What do you do then?

  • Abandon the library and look for alternative that is more “feature rich”?
  • Ask the author to support your scenario/submit a pull request with the feature?

Those two, from my experience, are by far the most common approaches people take when faced with this situation.

There is another way

Surprisingly not many people take the third, most beneficial way, that is swapping part of the library for custom one, that is tailored for your needs.

Now, to be honest this has a prerequisite, that is, the library you’re using must be designed in a modular fashion, so that there are swappable parts. Most popular open source libraries however do a fairly good job at this. What this allows you to do, is to make specific assumptions and optimisations for your specific needs, ones that author of a generic library can never make, therefore having much more robust and targeted solution for your problems.

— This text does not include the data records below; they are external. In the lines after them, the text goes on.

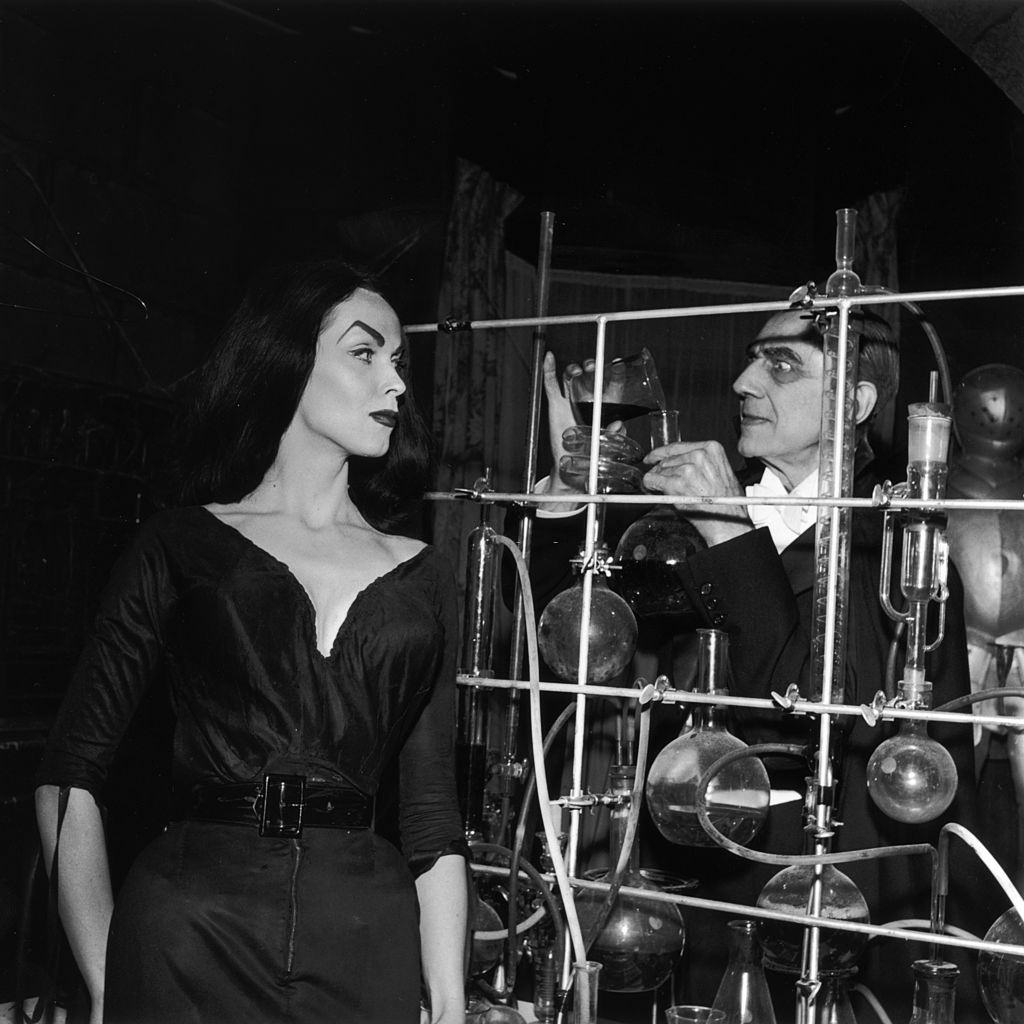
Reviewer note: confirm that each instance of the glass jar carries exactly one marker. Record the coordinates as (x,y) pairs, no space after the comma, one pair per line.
(737,798)
(742,993)
(641,941)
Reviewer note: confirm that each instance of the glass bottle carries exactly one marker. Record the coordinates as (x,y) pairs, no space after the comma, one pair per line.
(910,776)
(833,1005)
(737,797)
(934,992)
(1001,978)
(742,994)
(790,891)
(641,940)
(611,633)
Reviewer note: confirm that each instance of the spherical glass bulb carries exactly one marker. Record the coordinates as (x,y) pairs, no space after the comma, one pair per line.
(642,939)
(841,899)
(648,553)
(736,799)
(1001,978)
(611,636)
(911,777)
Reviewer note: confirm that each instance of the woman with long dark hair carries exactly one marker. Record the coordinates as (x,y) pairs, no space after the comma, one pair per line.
(308,648)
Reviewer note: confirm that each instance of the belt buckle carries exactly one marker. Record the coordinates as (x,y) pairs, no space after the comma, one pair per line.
(281,806)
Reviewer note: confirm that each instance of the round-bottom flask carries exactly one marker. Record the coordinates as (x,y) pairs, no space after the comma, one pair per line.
(742,994)
(611,635)
(910,776)
(934,992)
(641,940)
(841,899)
(1001,978)
(737,798)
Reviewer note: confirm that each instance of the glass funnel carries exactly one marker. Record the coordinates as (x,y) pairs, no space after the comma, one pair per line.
(611,635)
(641,940)
(737,797)
(790,892)
(911,777)
(742,993)
(934,992)
(1001,978)
(631,389)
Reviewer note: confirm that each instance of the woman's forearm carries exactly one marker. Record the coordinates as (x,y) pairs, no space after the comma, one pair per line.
(442,895)
(85,901)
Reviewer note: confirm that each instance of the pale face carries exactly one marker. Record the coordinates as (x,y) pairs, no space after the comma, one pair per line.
(780,398)
(351,398)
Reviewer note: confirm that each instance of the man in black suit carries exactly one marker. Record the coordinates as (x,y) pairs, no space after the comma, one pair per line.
(755,581)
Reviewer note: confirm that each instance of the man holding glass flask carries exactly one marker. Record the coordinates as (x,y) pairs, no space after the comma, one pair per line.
(755,581)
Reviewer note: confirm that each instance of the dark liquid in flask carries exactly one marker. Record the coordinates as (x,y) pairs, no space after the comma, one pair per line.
(609,411)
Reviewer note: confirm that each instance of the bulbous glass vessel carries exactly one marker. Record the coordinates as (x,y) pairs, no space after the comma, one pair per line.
(641,941)
(611,634)
(647,555)
(737,797)
(1001,978)
(841,900)
(911,777)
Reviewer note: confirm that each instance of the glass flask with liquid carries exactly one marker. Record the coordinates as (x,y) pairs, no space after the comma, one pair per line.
(641,940)
(611,633)
(742,993)
(934,992)
(833,1005)
(737,797)
(790,891)
(910,776)
(1001,978)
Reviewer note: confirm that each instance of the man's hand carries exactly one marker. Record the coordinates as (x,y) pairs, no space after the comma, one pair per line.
(700,469)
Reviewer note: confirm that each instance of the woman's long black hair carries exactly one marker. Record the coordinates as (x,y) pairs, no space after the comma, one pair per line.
(247,392)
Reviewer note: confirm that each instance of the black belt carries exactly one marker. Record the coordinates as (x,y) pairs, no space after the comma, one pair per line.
(282,805)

Also being able to simply extend and/or swap parts of the library/framework means you don’t have to wait for a new version or waste time looking for and learning a different one only to discover at some later point that it also doesn’t support some scenario you’ve got.

I did just that today with RavenDB (or more specifically Json.NET library it uses internally). The application I’m working on needs to store object graphs from a third party vendor. Objects that weren’t designed with NoSQL storage in mind (or any storage in mind) and this was causing Json.NET some troubles. Not to bore you with the details, I was able to resolve the problem by swapping DefaultContractResolver with my own implementation that catered for quirks of the model we’re using, and in less than 20 lines of code I achieved something remarkable – I was able to store in RavenDB, with no issues, objects that were never meant to be stored in such a way. And all of that without authors of RavenDB or Json.NET having to do anything.

Consider the alternatives

This brings us to the main point of this post – modularity is a feature. It is one of the most important features of any reusable piece of code. Consider the alternatives. If you don’t allow for swapping parts of your code from generic one-size-fits-most solution to scenario specific variants you’re painting yourself into a corner, in one of two ways.

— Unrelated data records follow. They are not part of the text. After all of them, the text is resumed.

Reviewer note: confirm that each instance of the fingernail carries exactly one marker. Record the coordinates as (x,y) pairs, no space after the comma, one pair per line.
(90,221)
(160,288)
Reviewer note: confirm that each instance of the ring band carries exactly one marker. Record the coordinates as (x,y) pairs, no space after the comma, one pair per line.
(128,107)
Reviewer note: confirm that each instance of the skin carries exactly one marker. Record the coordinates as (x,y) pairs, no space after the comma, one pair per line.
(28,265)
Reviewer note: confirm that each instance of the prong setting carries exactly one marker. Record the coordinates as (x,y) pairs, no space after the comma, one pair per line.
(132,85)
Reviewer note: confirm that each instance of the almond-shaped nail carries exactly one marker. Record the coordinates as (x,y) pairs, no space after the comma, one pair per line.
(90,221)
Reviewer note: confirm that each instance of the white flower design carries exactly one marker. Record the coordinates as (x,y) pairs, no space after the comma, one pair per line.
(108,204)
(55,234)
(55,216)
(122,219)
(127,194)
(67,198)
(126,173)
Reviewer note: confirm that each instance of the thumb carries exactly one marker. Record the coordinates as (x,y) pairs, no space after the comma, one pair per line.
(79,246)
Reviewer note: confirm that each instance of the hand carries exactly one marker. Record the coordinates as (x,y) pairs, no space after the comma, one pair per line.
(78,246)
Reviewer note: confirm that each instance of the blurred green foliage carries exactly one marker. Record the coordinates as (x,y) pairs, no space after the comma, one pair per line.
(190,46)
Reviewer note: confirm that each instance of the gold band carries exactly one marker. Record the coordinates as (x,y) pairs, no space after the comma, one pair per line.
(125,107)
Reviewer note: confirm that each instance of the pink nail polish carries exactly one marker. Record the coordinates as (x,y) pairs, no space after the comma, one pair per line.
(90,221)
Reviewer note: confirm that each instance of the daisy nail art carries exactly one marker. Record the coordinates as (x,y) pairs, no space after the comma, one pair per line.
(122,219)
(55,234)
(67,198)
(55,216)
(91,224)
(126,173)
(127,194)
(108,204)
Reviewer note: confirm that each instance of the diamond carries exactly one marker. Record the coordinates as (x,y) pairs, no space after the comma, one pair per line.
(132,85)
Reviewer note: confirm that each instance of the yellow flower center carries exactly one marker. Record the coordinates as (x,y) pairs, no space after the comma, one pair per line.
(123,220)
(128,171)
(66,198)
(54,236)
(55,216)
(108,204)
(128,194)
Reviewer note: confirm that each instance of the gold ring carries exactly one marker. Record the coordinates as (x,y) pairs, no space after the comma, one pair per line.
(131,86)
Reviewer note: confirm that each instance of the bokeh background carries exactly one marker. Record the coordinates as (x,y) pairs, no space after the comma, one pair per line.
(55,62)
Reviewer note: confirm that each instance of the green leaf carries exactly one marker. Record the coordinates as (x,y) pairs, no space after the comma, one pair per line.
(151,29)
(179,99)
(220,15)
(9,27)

You are writing a very rigid piece of software, that unless used exactly in the way you anticipated, will be unfit for the task.

Alternatively as you discover new scenarios you can try to stretch your default implementation to support them all, adding more and more configuration flags to the API. In the end you will find that for every new scenario you add support for, two new get reported that you don’t support, all while metrics of your code complexity go through the roof and maintainability plummets.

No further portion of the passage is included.